The first justification is by faith alone, and we return to that at the beginning of the liturgy each Day of the Lord. The final justification is God’s approval of who we have become in union with Christ and through faith.
There is no justification of "works" or "merits" because there is no merit theology in the Bible anywhere at all. God approves or disapproves of persons, not of merits. (source)
That's pretty controversial stuff and my gut doesn't like it. But I do respect Jim Jordan (I've never read/heard anyone who knows the Pentatuach better) so I'll have to take on board what he says and test it against the bible... Starting at Numbers 19.
Sunday, September 16, 2007
The Prophets Redux
I keep on discovering more and more that Revelation repeats themes and imagery that can be found in the prophets hundreds of years before. I'm not sure what this means for our interpretation though.
Here's what I read this morning in Isaiah as an example:
In that day the Lord will punish the host of heaven, in heaven, and the kings of the earth, on the earth. They will be gathered together as prisoners in a pit; they will be shut up in a prison, and after many days they will be punished. Then the moon will be confounded and the sun ashamed, for the Lord of hosts reigns on Mount Zion and in Jerusalem, and his glory will be before his elders.
The same imagery is in Revelation:
And when the thousand years are ended, Satan will be released from his prison and will come out to deceive the nations that are at the four corners of the earth, Gog and Magog, to gather them for battle; their number is like the sand of the sea. And they marched up over the broad plain of the earth and surrounded the camp of the saints and the beloved city, but fire came down from heaven and consumed them, and the devil who had deceived them was thrown into the lake of fire and sulfur where the beast and the false prophet were, and they will be tormented day and night forever and ever.
And the city has no need of sun or moon to shine on it, for the glory of God gives it light, and its lamp is the Lamb. By its light will the nations walk, and the kings of the earth will bring their glory into it, and its gates will never be shut by day—and there will be no night there.
Tuesday, September 11, 2007
Quotable: Peter Dray on lukewarm faith
I think often our answer to feeling lukewarm as Christians is to somehow try and whip ourselves up into a frenzy. I remember chatting to a friend a few months ago who felt lukewarm who was trying to take just this course of action. Jesus commands something very different to the church in Laodicea - not 'make yourself passionate', but repent. (source)
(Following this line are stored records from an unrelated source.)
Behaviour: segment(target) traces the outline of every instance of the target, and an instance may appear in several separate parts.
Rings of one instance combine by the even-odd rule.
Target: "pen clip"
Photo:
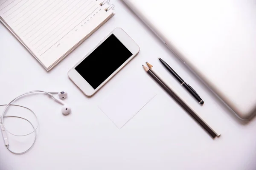
[[[189,88],[193,91],[194,91],[194,92],[199,97],[200,97],[200,96],[199,96],[199,95],[196,92],[196,91],[193,88],[192,88],[192,87],[190,86],[188,84],[187,84],[189,86]]]

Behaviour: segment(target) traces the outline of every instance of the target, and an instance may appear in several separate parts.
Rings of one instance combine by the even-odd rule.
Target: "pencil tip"
[[[143,65],[142,65],[143,66],[143,68],[144,68],[144,70],[145,70],[145,71],[148,71],[148,68],[147,67]]]
[[[147,65],[148,65],[149,68],[151,68],[152,67],[153,67],[153,65],[152,65],[148,62],[146,62],[146,63],[147,63]]]

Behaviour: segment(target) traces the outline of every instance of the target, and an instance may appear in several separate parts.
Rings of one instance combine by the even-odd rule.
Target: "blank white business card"
[[[156,93],[140,79],[126,79],[116,85],[98,107],[121,128],[148,104]]]

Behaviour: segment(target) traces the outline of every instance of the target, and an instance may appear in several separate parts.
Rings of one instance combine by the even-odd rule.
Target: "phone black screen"
[[[112,34],[75,69],[96,89],[132,54]]]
Sunday, September 09, 2007
Compare and contrast
- Alister McGrath and Richard Dawkins(HT Mark Meynell)
- Woody Allen and Billy Graham (HT Tom Price)
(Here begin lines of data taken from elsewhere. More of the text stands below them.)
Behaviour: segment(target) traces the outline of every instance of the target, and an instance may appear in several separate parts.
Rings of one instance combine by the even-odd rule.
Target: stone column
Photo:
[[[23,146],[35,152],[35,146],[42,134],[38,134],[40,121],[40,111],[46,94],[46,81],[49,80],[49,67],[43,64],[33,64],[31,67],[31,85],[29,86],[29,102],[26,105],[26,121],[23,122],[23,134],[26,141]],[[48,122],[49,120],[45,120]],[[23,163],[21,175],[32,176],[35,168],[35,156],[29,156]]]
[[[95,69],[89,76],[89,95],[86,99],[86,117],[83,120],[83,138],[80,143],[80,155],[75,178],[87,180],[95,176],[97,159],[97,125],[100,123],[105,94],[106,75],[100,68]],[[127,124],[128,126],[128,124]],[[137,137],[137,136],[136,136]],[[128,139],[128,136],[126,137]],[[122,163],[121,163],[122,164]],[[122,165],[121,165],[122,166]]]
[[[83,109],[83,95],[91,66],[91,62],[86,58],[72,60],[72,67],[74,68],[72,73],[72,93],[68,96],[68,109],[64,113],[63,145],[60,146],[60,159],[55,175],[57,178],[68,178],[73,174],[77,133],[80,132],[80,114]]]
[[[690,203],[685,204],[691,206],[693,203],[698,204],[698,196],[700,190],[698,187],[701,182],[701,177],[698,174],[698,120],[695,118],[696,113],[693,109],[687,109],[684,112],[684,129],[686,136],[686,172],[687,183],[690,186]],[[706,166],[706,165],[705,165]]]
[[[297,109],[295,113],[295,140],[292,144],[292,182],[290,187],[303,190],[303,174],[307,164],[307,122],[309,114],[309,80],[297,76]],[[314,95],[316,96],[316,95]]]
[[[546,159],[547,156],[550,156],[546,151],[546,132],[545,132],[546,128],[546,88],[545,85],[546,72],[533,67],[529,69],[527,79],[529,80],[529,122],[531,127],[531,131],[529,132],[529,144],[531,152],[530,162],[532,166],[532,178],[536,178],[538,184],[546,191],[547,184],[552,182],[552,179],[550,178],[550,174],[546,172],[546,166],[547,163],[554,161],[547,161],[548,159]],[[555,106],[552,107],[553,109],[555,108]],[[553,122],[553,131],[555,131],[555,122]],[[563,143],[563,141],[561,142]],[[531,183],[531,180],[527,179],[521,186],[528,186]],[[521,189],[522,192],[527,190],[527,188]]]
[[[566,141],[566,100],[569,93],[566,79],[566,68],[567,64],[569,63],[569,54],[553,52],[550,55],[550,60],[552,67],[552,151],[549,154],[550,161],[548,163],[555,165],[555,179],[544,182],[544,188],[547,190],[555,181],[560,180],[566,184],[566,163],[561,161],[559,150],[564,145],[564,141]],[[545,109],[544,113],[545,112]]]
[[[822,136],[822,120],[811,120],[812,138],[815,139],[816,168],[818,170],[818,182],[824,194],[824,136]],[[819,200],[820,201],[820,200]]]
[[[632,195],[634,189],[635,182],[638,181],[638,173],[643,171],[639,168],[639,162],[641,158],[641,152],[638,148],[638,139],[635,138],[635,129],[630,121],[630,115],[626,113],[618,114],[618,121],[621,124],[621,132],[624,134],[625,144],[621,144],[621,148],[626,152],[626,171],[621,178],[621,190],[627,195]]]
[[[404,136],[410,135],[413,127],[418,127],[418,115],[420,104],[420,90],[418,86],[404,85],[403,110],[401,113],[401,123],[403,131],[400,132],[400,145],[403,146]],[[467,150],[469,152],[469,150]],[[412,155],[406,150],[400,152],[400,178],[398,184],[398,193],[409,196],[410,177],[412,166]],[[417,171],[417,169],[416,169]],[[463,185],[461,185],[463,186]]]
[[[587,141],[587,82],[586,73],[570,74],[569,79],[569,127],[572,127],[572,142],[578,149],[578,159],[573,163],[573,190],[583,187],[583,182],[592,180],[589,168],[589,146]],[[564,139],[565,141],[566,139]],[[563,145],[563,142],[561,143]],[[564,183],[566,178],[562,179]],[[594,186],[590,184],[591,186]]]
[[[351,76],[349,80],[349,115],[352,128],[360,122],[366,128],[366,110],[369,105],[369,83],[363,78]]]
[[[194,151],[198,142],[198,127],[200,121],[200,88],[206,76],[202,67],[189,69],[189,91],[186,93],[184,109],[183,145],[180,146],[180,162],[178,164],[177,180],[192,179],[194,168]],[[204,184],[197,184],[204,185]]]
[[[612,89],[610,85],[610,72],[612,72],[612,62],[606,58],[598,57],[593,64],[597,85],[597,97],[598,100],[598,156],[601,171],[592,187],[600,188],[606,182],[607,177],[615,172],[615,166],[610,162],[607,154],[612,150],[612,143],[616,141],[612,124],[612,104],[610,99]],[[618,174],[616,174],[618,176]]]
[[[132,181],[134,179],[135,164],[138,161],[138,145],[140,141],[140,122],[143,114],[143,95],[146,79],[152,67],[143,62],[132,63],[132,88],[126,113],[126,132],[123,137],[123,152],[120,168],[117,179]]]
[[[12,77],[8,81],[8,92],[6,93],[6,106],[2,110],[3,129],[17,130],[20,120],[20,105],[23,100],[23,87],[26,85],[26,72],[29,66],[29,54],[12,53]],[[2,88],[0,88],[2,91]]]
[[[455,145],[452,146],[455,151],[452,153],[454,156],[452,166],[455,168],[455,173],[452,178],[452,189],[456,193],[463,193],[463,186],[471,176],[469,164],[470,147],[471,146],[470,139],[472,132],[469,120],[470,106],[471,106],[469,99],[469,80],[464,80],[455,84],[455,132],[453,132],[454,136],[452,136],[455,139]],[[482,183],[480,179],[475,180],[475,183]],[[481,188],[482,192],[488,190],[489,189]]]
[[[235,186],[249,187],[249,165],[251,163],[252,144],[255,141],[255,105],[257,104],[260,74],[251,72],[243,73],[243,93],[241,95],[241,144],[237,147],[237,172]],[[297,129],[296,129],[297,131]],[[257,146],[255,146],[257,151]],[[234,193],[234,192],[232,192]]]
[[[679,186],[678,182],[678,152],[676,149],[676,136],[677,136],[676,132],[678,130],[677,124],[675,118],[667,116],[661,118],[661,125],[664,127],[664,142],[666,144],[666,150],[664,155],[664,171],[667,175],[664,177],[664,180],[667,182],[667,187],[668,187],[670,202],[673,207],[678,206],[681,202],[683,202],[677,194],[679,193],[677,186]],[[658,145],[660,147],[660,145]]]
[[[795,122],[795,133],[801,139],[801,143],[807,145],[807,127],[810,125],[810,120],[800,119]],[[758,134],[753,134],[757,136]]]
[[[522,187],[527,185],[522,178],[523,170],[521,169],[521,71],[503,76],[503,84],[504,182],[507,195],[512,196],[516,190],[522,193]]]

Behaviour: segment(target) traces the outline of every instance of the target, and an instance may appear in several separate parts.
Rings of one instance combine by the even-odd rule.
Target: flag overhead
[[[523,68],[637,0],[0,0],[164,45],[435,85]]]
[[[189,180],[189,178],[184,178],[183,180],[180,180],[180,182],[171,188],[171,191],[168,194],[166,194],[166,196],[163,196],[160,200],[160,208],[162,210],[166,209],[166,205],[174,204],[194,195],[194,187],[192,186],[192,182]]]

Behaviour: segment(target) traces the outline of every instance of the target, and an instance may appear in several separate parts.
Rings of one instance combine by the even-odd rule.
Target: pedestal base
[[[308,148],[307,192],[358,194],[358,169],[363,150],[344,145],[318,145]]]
Sunday, September 02, 2007
Away for a week or so
I've got my last essay of the year due in next week so I'm going to have to suspend my thinking about justification - and my blogging about it.
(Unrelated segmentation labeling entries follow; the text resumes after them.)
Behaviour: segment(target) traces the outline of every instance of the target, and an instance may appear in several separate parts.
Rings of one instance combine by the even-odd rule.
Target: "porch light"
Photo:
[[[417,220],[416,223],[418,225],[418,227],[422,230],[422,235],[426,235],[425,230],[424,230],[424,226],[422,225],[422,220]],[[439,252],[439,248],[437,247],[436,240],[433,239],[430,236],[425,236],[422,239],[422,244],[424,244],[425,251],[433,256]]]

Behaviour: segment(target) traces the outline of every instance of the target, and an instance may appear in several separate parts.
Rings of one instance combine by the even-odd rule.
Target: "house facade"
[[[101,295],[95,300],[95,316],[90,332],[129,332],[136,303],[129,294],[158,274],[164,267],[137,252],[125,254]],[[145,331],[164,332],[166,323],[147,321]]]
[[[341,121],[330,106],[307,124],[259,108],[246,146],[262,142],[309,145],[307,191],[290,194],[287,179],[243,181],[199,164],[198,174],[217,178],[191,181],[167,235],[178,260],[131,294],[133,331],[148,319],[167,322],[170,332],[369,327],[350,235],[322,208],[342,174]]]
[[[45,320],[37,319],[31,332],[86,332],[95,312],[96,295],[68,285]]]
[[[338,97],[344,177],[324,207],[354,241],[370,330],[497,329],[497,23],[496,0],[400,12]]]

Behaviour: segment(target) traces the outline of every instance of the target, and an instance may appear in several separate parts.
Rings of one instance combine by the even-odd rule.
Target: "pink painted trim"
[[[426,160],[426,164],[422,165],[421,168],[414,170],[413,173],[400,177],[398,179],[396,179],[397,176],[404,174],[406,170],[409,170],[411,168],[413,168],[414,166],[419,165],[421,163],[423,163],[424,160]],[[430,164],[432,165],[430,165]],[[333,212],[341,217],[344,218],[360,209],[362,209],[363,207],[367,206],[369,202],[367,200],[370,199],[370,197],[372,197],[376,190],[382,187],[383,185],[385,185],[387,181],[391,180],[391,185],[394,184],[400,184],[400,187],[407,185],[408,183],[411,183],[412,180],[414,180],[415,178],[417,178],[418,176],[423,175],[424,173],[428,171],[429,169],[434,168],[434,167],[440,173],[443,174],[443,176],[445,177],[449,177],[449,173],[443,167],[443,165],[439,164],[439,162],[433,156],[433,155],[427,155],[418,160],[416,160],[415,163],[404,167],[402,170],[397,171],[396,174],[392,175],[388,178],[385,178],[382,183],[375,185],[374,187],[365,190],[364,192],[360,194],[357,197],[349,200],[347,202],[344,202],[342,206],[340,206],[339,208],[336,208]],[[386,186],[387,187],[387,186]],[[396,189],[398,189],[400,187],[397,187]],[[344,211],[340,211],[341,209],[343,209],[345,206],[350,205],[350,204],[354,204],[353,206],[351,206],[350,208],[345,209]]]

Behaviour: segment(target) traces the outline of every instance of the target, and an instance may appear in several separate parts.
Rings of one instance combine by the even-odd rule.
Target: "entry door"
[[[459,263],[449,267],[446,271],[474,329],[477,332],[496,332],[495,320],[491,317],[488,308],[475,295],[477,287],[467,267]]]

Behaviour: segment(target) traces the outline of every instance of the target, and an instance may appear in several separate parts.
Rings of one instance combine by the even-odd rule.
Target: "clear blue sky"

I've just read 'Luther, Melanchthon and Paul on the Question of Imputation: recommendations on a current debate' by Mark Seifrid (him again) in (Justification: What's at Stake in the Current Debates ed Mark Husbands and Daniel J. Treier). It was very interesting so I'm going to read it again and blog on it once I have finished my essay (although Peter Leithart (yes him again too) has summarised it probably better than I will anyway).
I've never really read much about (never mind by) Philipp Melanchthon. However I think I can already make one confident assertion about him... he was the funniest looking fellow of all the reformers.